La storia si ripete. Nonostante la batosta subita alle elezioni europee dal gruppo dei Verdi, nonostante l’opposizione di molti paesi alla smania green e nonostante l’industria continentale sia in enorme difficoltà per la concorrenza cinese e i balzelli ambientalisti, l’Unione Europea ha varato un nuovo piano di taglio delle emissioni di CO2 ancora più ambizioso, confermando l’obiettivo di ridurle del 90 per cento entro il 2040 rispetto ai livelli del 1990. Inoltre ha pubblicato un pacchetto di regolamenti per spingere l’applicazione della direttiva Case Green, a partire dall’eliminazione delle caldaie a metano a partire dal 2040.
La Commissione scende a patti
Per superare l’opposizione soprattutto di Polonia, Francia, Italia, Germania e Repubblica Ceca, la Commissione europea è dovuta però scendere a patti e ha introdotto nella sua proposta di legge, che dovrà ora essere discussa dal Parlamento e dal Consiglio, alcuni elementi di flessibilità.
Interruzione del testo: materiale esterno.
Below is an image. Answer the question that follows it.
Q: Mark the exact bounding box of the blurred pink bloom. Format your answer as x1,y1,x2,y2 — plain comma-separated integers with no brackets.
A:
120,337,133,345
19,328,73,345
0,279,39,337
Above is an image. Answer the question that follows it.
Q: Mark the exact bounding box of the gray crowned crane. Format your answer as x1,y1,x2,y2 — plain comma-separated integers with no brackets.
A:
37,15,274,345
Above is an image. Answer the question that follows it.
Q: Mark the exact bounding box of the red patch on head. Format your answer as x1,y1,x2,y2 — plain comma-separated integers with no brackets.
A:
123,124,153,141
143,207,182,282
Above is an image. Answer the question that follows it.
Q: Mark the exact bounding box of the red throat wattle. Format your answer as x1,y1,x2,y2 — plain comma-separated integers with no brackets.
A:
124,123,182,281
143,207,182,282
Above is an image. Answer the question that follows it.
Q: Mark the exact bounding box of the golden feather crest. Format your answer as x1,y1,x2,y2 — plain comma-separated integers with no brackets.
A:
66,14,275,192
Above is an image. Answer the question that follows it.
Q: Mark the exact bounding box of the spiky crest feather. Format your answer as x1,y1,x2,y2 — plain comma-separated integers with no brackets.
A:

Innanzitutto, ha aperto la porta all’energia nucleare attraverso il concetto di neutralità tecnologica. «Serve più nucleare, non meno», ha dichiarato il commissario al clima Wopka Hoekstra. Poi la Commissione ha previsto che una riduzione delle emissioni di tre punti percentuali possa essere generata mediante progetti ambientali in paesi terzi in via di sviluppo.
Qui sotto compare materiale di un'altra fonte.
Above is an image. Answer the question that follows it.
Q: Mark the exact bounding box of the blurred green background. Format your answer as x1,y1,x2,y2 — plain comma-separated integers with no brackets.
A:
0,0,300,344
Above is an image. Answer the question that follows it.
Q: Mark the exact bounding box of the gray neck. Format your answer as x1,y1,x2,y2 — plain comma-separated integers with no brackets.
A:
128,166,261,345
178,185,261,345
Infine, la maggior parte delle Pmi e dei piccoli importatori europei saranno esclusi dalla tassa sulla CO2 prevista dal regolamento Cbam, mentre settori come l’acciaio, il cemento e l’alluminio saranno esentati dal pagamento delle emissioni di carbonio delle loro esportazioni per garantire pari condizioni di concorrenza con le aziende straniere.
L’Ue non può agire da sola
Nonostante la positiva apertura a un approccio più flessibile al tema del contrasto al cambiamento climatico, i problemi di fondo non cambiano. Come ricordato dal commissario Hoekstra per giustificare la possibilità di conteggiare nella prestazione ambientale del proprio paese la riduzione delle emissioni in paesi terzi, infatti, la riduzione delle emissioni di CO2 è un problema globale e un taglio in una parte del mondo è efficace solamente se i principali paesi inquinatori seguono la stessa strada.
Purtroppo gli sforzi dell’Ue vengono regolarmente vanificati da un colosso come la Cina, che continua a macinare record su record per quanto riguarda il consumo di carbone.

La Cina non molla il carbone
Negli ultimi 25 anni, infatti, Pechino ha consumato il 30 per cento di carbone in più del resto del mondo messo assieme per sostenere una sempre crescente domanda di energia. E se nel 2024 ha consumato 4,9 miliardi di tonnellate di carbone, il 56 per cento del totale, nel primo trimestre del 2025 ha già approvato 11,29 gigawatt (GW) di nuova capacità di energia elettrica prodotta bruciando carbone rispetto al 2024.
Anche se ci sono alcuni segnali positivi – la Cina ha annunciato che la sua capacità di energia eolica e solare ha superato per la prima volta quella dell’energia termica (1.482 GW contro 1.451) – l’estrazione di carbone nella prima parte dell’anno è cresciuta ancora del 6,6 per cento.
Non basta constatare che «fa caldo»
A chi chiede all’Ue più realismo e meno furore ideologico, a Bruxelles si risponde con parole simili a quelle usate da Teresa Ribera, vicepresidente esecutivo per la Transizione pulita, giusta e competitiva della Commissione: «Basta mettere in discussione la scienza».
Ma la scienza, come ha spiegato ieri Chicco Testa sul Foglio, non è solo quella propugnata dall’Ipcc e non può limitarsi ad affermare che «fa caldo». E se anche avesse ragione l’Onu, «anche se, ipoteticamente, smettessimo di immettere anche solo un grammo [di CO2] in più, il tempo necessario per lo smaltimento naturale sarebbe comunque di almeno un secolo. Nel frattempo, il fabbisogno energetico di molte aree del mondo – India, Africa e altri paesi emergenti – continua a salire, facendo aumentare le emissioni complessive».
La parola d’ordine, dunque, deve diventare «adattamento»: «Dobbiamo imparare a convivere con temperature elevate, cercando di ridurre al minimo gli effetti negativi», scrive Testa. Ma questo è un tema che dalle parti della Commissione europea non va ancora di moda.